Analizde, ayrıca nihai ürünleri konut olan inşaat firmalarının da temerrüt riski yaşamaları durumunda ellerindeki konut stokunu hızlı bir şekilde eriterek nakdi varlıklarını güçlendirmeye çalışabilecekleri bildirildi.

Bu nedenle parasal sıkılaşma dönemlerinde firmaların konut satışlarının gerçek kişilere kıyasla daha fazla artmasının beklenebileceği vurgulanan analizde, "Bu çerçevede, tapu verilerini kullanarak konut satışları içerisinde tüzel kişilerin payını hesaplıyoruz. 2018 öncesinde yüzde 20 civarında seyreden tüzel kişilerin yıllık konut satışlarındaki payı, sıkılaşma döneminde artarak 2019 yılının nisan ayında yüzde 24,3 ile tarihi zirvesine ulaşmıştı. Sonrasında yüzde 20'nin altına inen söz konusu payın son sıkılaşma döneminde bir artış sergilemediği anlaşılıyor.
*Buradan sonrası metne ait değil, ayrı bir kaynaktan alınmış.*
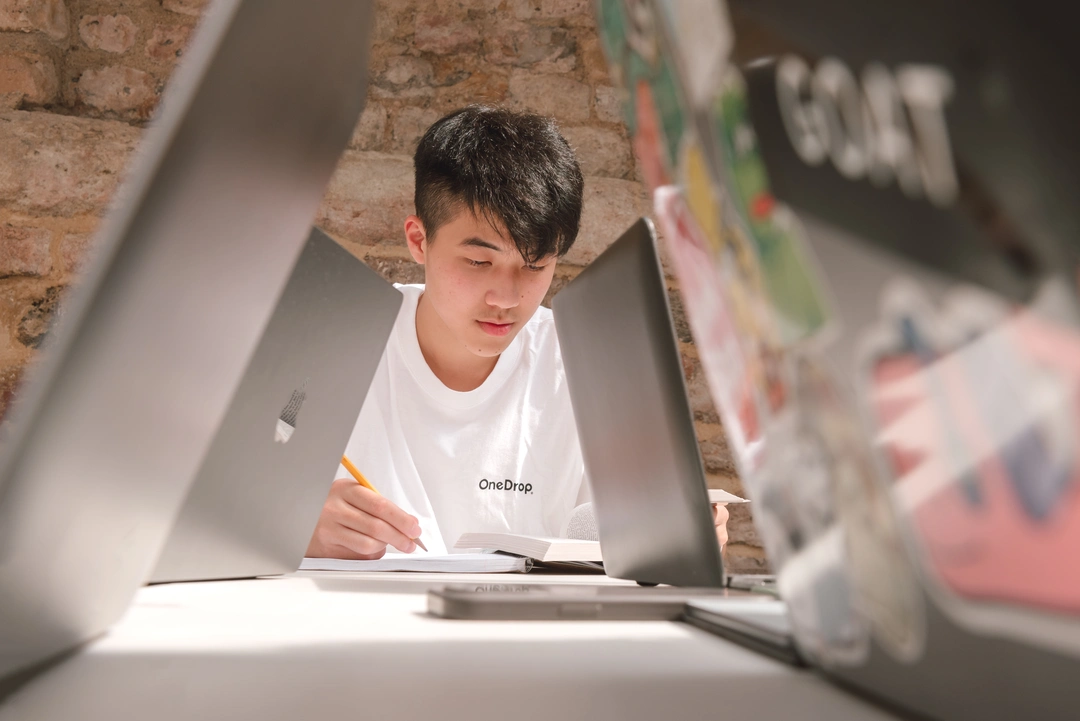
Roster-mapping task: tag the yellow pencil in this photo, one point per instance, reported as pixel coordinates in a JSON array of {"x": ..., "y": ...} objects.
[{"x": 366, "y": 484}]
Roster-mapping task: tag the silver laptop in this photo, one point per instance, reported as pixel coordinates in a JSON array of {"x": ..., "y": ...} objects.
[
  {"x": 637, "y": 437},
  {"x": 259, "y": 491},
  {"x": 136, "y": 379}
]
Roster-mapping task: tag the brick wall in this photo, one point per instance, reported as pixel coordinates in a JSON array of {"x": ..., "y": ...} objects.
[{"x": 80, "y": 78}]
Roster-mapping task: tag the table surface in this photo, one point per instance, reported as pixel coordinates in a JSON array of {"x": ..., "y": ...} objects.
[{"x": 342, "y": 645}]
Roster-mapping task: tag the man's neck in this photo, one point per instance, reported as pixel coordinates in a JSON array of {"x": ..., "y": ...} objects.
[{"x": 458, "y": 368}]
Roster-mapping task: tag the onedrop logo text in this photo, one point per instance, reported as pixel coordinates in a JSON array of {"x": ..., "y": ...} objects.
[
  {"x": 883, "y": 126},
  {"x": 507, "y": 485}
]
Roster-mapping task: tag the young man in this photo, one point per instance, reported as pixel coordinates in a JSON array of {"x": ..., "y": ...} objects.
[{"x": 471, "y": 389}]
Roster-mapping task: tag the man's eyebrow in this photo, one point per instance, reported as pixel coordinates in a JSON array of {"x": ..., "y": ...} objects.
[{"x": 481, "y": 243}]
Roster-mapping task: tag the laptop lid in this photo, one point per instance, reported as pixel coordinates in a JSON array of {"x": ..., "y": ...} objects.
[
  {"x": 258, "y": 493},
  {"x": 637, "y": 438},
  {"x": 136, "y": 379}
]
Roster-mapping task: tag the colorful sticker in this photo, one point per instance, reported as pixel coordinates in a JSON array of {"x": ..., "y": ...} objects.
[
  {"x": 788, "y": 275},
  {"x": 632, "y": 39},
  {"x": 977, "y": 407},
  {"x": 726, "y": 364}
]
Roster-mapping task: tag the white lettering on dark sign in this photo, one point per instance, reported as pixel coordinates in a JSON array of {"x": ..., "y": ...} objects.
[{"x": 885, "y": 126}]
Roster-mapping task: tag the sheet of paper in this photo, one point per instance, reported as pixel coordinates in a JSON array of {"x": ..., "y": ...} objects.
[
  {"x": 424, "y": 563},
  {"x": 717, "y": 495}
]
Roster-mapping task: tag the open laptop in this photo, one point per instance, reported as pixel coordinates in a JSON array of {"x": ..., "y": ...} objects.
[
  {"x": 634, "y": 420},
  {"x": 136, "y": 378},
  {"x": 258, "y": 492}
]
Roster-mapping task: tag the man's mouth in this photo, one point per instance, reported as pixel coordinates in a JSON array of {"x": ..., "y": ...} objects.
[{"x": 495, "y": 328}]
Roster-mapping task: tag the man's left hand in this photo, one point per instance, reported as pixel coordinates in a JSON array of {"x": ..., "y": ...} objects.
[{"x": 720, "y": 520}]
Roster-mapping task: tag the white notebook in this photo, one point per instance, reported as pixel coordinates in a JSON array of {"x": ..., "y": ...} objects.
[
  {"x": 541, "y": 548},
  {"x": 717, "y": 495},
  {"x": 426, "y": 563}
]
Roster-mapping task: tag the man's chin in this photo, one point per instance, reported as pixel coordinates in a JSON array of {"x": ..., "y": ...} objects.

Hatta son aylarda bir gerileme de söz konusu ve 2025 nisan ayı itibarıyla bu pay yüzde 15,6 seviyesinde." ifadeleri kullanıldı.

Analizde, veriler incelendiğinde, son dönemde toplam konut satışlarında kaydedilen artışın büyük ölçüde gerçek kişiler kaynaklı olduğunun anlaşıldığı belirtildi.

Buradan hareketle, firmaların temerrüde düşmemek için varlık satışına yönelimlerinde belirgin bir hareket görülmediğinin söylenebileceği kaydedilen analizde, şu değerlendirmelere yer verildi:

"Özetle, son sıkılaşma döneminde reel sektör temerrüt oranlarında kayda değer bir artış yaşanmadı. Firmaların sıkılaşma öncesindeki güçlü finansal durumlarının bu görünümde etkili olduğunu değerlendiriyoruz. Son dönemde firmaların konut satışlarının tarihsel ortalamanın altında seyretmesi ve toplamdaki payının gerilemesi de bu değerlendirmemizi destekliyor."